How to find the complex roots of $y^3-\frac{1}{3}y+\frac{25}{27}$

Question

I've been trying to solve this for hours and all found was the real solution by Cardano"s formula.

I vaguely remember that if $\alpha$ is a root of a complex number, the other roots are $\omega \alpha$ and $\omega ^2 \alpha$ where $\omega = - \frac{1}{2}+i \frac{\sqrt{3}}{2}$, $\omega ^2 = - \frac{1}{2}-i \frac{\sqrt{3}}{2}$.

The problem is, I don't know how to apply this to find my roots(if applicable at all).

Straightly put, how can I find other roots of a cubic given one root?(This time it happens to be around -0.75, for the real root). Given a single root, what is the relationship between others? Any formula to compute the remaining solutions at all?

Answer 1

By $a^{3}+b^{3}+c^{3}-3abc=(a+b+c)(a+\omega b+\omega^{2} c)(a+\omega^{2} b+\omega c)$;

and replacing $a, b, c$ by $x, -u, -v$ respectively,

$x^{3}-3uvx-(u^{3}+v^{3})=0 \implies x_{k}=u\, \omega^{k}+ v\, \omega^{2k}$ for $k=0,1,2$.

$u, v$ are known as resolvents.

Let your reduced cubic be $y^{3}-3py-2q=0$.

(Will substitute $p=\frac{1}{9}, q=-\frac{25}{54}$ later.)
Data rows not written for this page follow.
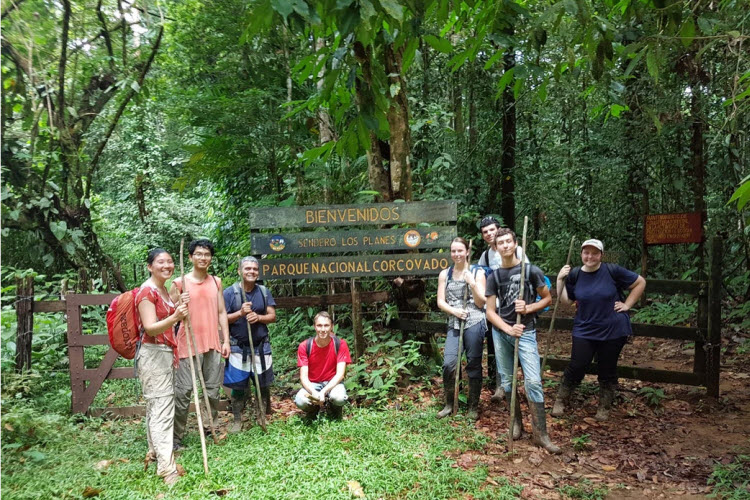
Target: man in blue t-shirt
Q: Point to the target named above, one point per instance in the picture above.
(503, 291)
(258, 311)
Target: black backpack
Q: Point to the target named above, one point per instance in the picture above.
(336, 344)
(573, 278)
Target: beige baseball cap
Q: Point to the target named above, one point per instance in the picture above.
(593, 243)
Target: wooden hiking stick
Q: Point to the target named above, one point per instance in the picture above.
(258, 395)
(461, 338)
(192, 370)
(513, 395)
(190, 337)
(554, 313)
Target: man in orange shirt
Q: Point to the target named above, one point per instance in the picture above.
(207, 315)
(322, 365)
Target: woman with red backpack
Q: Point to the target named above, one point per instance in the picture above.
(601, 326)
(156, 359)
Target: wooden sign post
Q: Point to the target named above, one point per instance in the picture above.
(359, 251)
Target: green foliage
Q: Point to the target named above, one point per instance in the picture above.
(731, 481)
(581, 443)
(386, 364)
(584, 490)
(24, 427)
(390, 453)
(677, 310)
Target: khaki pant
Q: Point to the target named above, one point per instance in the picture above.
(156, 375)
(211, 364)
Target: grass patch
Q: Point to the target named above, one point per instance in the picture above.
(584, 490)
(392, 454)
(731, 481)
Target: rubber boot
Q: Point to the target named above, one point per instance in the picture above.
(499, 393)
(606, 397)
(562, 399)
(449, 385)
(265, 393)
(475, 390)
(539, 428)
(518, 419)
(238, 406)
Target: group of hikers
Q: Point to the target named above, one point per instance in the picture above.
(493, 305)
(481, 301)
(219, 320)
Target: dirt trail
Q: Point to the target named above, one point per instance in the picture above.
(666, 450)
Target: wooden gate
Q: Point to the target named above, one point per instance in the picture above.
(706, 335)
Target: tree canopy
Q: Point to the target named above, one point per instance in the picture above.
(127, 125)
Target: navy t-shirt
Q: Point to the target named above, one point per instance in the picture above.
(505, 284)
(596, 293)
(238, 329)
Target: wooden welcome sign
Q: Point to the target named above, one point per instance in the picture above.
(665, 229)
(354, 241)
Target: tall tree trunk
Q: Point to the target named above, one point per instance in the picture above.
(698, 162)
(377, 171)
(398, 122)
(508, 162)
(457, 106)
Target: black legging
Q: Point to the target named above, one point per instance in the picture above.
(582, 353)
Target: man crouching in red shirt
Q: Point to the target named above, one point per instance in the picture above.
(322, 364)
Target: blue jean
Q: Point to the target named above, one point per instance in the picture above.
(528, 356)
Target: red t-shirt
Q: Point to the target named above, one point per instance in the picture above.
(164, 309)
(323, 360)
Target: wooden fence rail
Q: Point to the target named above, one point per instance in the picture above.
(86, 382)
(706, 335)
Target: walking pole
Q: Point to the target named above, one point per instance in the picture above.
(192, 371)
(189, 330)
(554, 312)
(259, 397)
(461, 339)
(515, 348)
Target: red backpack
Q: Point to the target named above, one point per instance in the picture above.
(124, 325)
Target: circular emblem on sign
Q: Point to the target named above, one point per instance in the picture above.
(412, 238)
(278, 243)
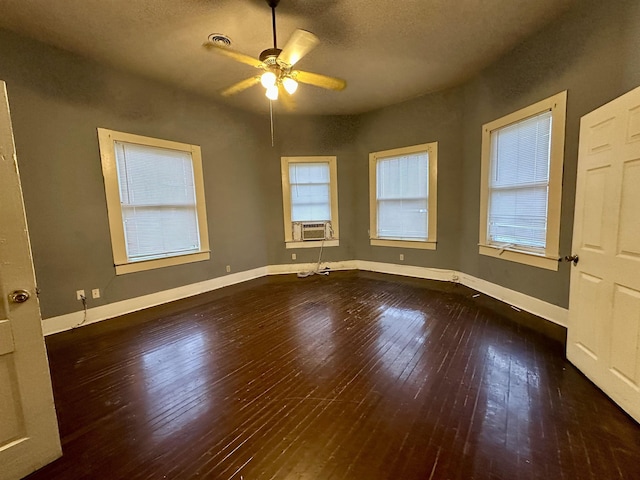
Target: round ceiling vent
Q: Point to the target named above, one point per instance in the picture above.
(220, 39)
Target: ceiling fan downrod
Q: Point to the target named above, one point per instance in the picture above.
(273, 4)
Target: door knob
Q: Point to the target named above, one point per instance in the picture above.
(19, 296)
(572, 258)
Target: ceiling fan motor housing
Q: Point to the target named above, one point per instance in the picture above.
(270, 55)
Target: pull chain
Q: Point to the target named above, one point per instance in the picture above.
(271, 118)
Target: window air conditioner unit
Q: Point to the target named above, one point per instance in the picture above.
(310, 231)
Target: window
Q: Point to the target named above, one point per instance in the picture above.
(155, 201)
(403, 195)
(310, 201)
(522, 157)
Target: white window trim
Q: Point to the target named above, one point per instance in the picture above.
(430, 242)
(106, 140)
(557, 104)
(286, 200)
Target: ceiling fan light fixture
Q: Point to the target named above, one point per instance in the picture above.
(272, 92)
(290, 85)
(268, 79)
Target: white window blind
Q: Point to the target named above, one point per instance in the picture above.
(519, 183)
(403, 197)
(310, 191)
(158, 201)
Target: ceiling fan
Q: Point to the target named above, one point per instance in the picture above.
(279, 78)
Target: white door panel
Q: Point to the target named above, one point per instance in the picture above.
(604, 307)
(28, 428)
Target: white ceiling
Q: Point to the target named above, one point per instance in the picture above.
(387, 51)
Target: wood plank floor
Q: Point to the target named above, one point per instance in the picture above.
(338, 377)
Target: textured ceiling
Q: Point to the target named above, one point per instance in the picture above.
(387, 51)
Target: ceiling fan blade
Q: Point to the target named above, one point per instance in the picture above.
(286, 99)
(240, 86)
(318, 80)
(237, 56)
(300, 43)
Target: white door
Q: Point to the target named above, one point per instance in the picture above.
(604, 307)
(28, 428)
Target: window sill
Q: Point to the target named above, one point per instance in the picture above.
(519, 256)
(161, 262)
(423, 245)
(313, 244)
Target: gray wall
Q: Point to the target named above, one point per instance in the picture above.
(58, 100)
(592, 52)
(433, 118)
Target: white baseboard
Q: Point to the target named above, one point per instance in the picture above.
(540, 308)
(519, 300)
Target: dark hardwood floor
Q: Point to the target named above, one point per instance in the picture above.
(338, 377)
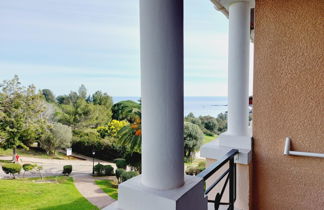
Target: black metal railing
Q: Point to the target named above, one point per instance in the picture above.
(230, 179)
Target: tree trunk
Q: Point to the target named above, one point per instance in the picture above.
(14, 154)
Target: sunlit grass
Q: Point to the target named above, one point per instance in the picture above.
(53, 193)
(109, 187)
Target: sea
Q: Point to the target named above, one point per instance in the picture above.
(198, 105)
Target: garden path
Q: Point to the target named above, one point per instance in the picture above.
(85, 183)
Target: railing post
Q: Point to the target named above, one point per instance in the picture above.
(231, 184)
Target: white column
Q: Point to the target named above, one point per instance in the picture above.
(161, 30)
(238, 67)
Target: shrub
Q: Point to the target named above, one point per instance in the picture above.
(28, 167)
(196, 168)
(67, 169)
(127, 175)
(121, 163)
(99, 169)
(134, 159)
(118, 173)
(109, 170)
(105, 148)
(11, 168)
(193, 138)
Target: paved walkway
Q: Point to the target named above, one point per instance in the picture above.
(85, 183)
(54, 167)
(81, 173)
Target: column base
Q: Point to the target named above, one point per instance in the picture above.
(224, 143)
(133, 195)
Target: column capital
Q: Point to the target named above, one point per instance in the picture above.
(223, 5)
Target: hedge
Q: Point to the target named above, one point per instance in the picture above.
(29, 167)
(118, 173)
(127, 175)
(11, 168)
(108, 170)
(67, 169)
(120, 163)
(105, 149)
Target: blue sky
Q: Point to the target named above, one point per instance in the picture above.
(60, 44)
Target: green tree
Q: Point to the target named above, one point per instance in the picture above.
(131, 134)
(193, 138)
(56, 136)
(20, 115)
(99, 98)
(209, 123)
(82, 91)
(125, 110)
(78, 113)
(49, 96)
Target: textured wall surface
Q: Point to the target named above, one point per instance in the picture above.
(288, 101)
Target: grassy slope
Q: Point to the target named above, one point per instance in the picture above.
(108, 187)
(25, 194)
(32, 153)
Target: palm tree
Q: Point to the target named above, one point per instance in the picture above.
(131, 134)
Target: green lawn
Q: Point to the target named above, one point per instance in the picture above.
(108, 187)
(208, 139)
(33, 153)
(27, 194)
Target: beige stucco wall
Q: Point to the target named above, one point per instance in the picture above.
(288, 101)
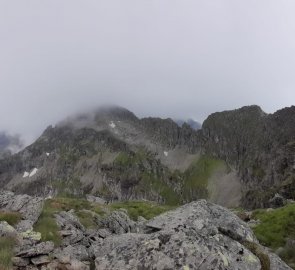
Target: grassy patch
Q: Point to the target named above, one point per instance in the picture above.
(275, 227)
(46, 224)
(135, 209)
(6, 252)
(197, 176)
(86, 219)
(11, 218)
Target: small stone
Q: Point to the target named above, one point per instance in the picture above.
(40, 260)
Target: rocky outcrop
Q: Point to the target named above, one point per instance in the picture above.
(29, 207)
(259, 146)
(199, 235)
(115, 155)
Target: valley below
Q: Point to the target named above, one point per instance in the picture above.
(109, 190)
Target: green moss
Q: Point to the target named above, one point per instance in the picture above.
(258, 251)
(6, 252)
(258, 172)
(197, 176)
(135, 209)
(46, 224)
(275, 226)
(87, 219)
(11, 218)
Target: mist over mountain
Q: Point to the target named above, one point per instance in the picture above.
(9, 144)
(192, 123)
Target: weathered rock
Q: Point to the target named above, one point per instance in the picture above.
(20, 262)
(31, 235)
(43, 248)
(78, 252)
(24, 225)
(207, 218)
(95, 199)
(40, 260)
(68, 221)
(199, 235)
(118, 222)
(30, 207)
(67, 264)
(7, 230)
(277, 201)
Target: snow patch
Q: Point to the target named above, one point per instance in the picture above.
(112, 124)
(33, 172)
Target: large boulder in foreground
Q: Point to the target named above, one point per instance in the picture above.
(199, 235)
(29, 207)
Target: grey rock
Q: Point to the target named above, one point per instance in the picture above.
(71, 237)
(68, 221)
(78, 252)
(205, 217)
(40, 260)
(118, 222)
(20, 262)
(24, 225)
(277, 201)
(43, 248)
(199, 235)
(7, 230)
(95, 199)
(30, 207)
(67, 264)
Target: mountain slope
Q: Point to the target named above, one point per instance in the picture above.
(260, 146)
(239, 157)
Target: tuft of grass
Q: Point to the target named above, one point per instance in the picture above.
(197, 176)
(145, 209)
(6, 252)
(275, 228)
(86, 219)
(46, 224)
(257, 250)
(12, 218)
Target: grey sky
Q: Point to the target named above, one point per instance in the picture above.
(184, 58)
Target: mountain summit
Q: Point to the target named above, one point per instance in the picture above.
(239, 157)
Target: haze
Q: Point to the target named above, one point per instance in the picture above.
(181, 59)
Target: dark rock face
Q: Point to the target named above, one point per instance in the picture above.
(198, 235)
(260, 146)
(111, 153)
(117, 156)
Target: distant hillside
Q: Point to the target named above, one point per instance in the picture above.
(239, 157)
(9, 144)
(192, 123)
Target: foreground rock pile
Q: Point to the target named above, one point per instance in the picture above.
(199, 235)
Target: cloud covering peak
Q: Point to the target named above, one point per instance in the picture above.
(179, 59)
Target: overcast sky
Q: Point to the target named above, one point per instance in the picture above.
(184, 58)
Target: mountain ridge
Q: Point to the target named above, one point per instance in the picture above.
(114, 154)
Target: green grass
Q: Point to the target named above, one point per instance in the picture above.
(86, 219)
(12, 218)
(135, 209)
(6, 252)
(197, 176)
(275, 227)
(46, 224)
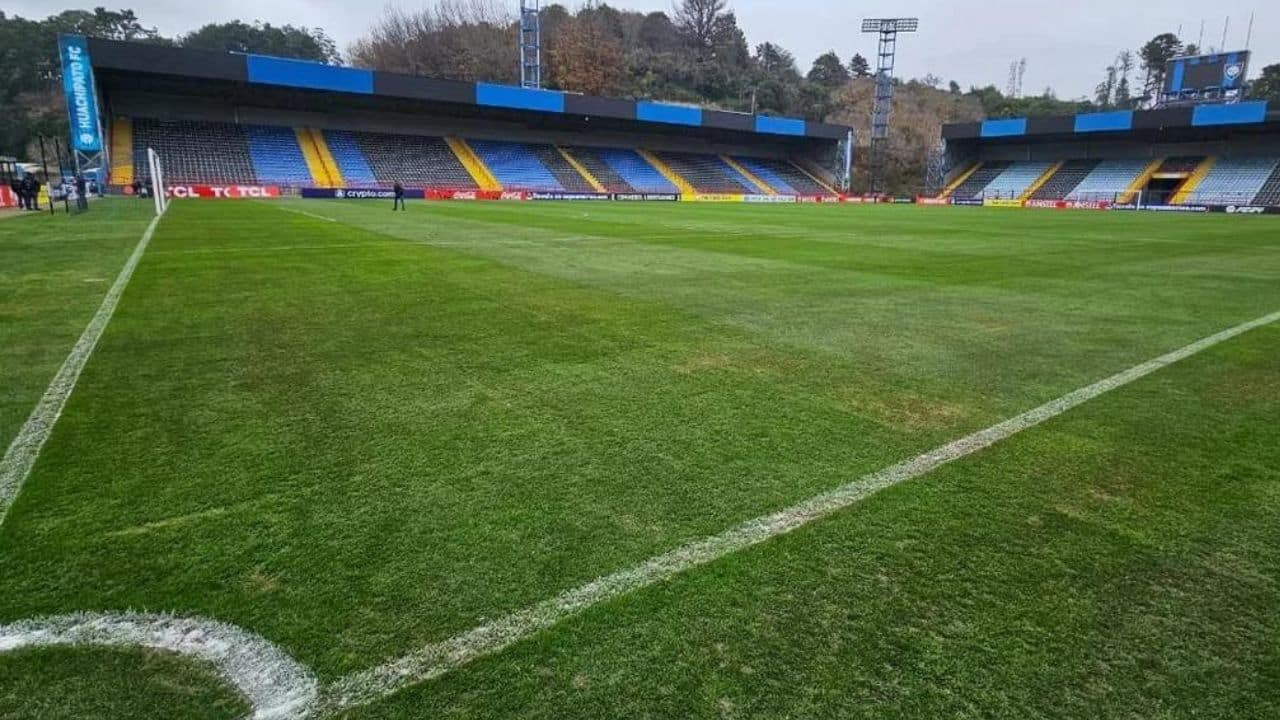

Now $uv=p$ and $2q=u^{3}+v^{3}$.

$\therefore 2q=u^{3}+\left( \frac{p}{u} \right)^{3}$

$\implies u^{6}-2qu^{3}-p^{3}=0$

$\implies u^{3}=q\pm \sqrt{q^{2}-p^{3}}$

$\implies u=\sqrt[3]{q\pm \sqrt{q^{2}-p^{3}}}$

$\displaystyle{ \therefore v=\frac{p}{\sqrt[3]{q\pm \sqrt{q^{2}-p^{3}}}} =\sqrt[3]{q\mp \sqrt{q^{2}-p^{3}}} }$

$\therefore y=\sqrt[3]{q\pm \sqrt{q^{2}-p^{3}}}+\sqrt[3]{q\mp \sqrt{q^{2}-p^{3}}}$.

Note that $u, v$ are conjugates and symmetrical in roles.

By keeping the upper case,

$y=\sqrt[3]{q+\sqrt{q^{2}-p^{3}}}+\sqrt[3]{q-\sqrt{q^{2}-p^{3}}}$ is one of the root.

The other two roots are $\omega u+\omega^{2} v$ and $\omega^{2} u+\omega v$.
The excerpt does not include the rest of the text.